O olhar enfiado no chão, quando lhe abri a porta, e o passo pesado, como se carregasse o mundo às costas, condizia com a voz arrastada com que o tinha conhecido ao telefone. Mas bastaram poucos minutos para, do alto dos seus 70 anos, emanar uma beleza profunda de quem já parecia ter vivido sete vidas e sobrevivido a outras tantas. Contava histórias com a beleza honesta das entranhas: umas extraordinariamente duras; outras a revelarem, com intensidade, que a bondade também é marca humana. Umas profundamente tristes. Todas muito bonitas. Todas contadas com um afeto do tamanho do mundo.

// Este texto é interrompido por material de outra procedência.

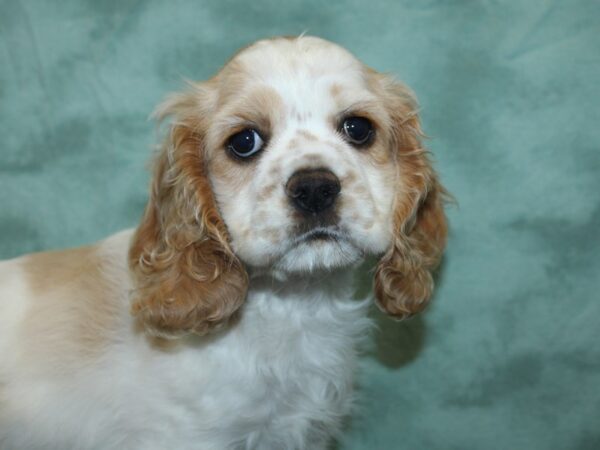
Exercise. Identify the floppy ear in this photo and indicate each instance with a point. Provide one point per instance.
(403, 277)
(186, 277)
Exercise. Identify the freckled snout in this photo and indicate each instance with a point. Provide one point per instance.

O Alberto cresceu num contexto de profunda pobreza. Passou por privações materiais severas e por variadíssimas experiências que hoje seriam, sem quaisquer dúvidas, classificadas como maus-tratos muito graves. Recostado na cadeira, ouvia, maravilhado. Como era possível manter aquele afeto no olhar depois de tantas e tantas experiências de um sofrimento inimaginável? Como era possível, apesar do peso da sua história, despertar, no outro, gestos de bondade, de forma tão generalizada? Não demorou até que o Alberto desse a senha para alguma compreensão. A Professora Lurdes matara-lhe a fome, tantas e tantas vezes. Enfrentou quem lhe fizera mal, e criou as condições para que pudesse dar asas ao sonho de estudar. O seu rosto ilumina-se quando fala da velhinha Professora Lurdes.
Recostado na cadeira limito-me a ouvir. E a saborear aquela experiência rara. O Alberto emana beleza, vida e bondade por todos os poros. Tinha tudo para ser amargo, seco, desvitalizado, hostil. Mas não é! Tinha tudo para fazer como aquelas pessoas que insistem que o seu problema é serem demasiado boas pessoas, ao mesmo tempo que não conseguem disfarçar uma hostilidade de fundo. Mas não faz! E contagia. É impossível não gostar do Alberto! Foi assim que foi despertando invejas, mas sobretudo, gestos genuínos de respeito, afeto e aproximação.
Por mais extraordinária que seja a história de vida do Alberto – e é, sem qualquer espécie de dúvida – não há como não deixar sombras. Talvez me tenha procurado porque se queira (finalmente) zangar com quem lhe fez mal (uns mais por ignorância e privação; outros por inveja ou perversidade sádica). Talvez seja essa a brecha de luz que procura para se iluminar do direito pleno de gozar a vida.
Nota: Atendendo ao profundo respeito pela intimidade das pessoas que me dão o privilégio de guardar as suas histórias e aos princípios deontológicos a que estou vinculado (de sigilo, nomeadamente), como não poderia deixar de ser, este, como todos os textos do blogue - sendo, uma ou outra vez, inspirados num ou noutro aspeto de histórias reais - está muito longe de corresponder a uma descrição literal.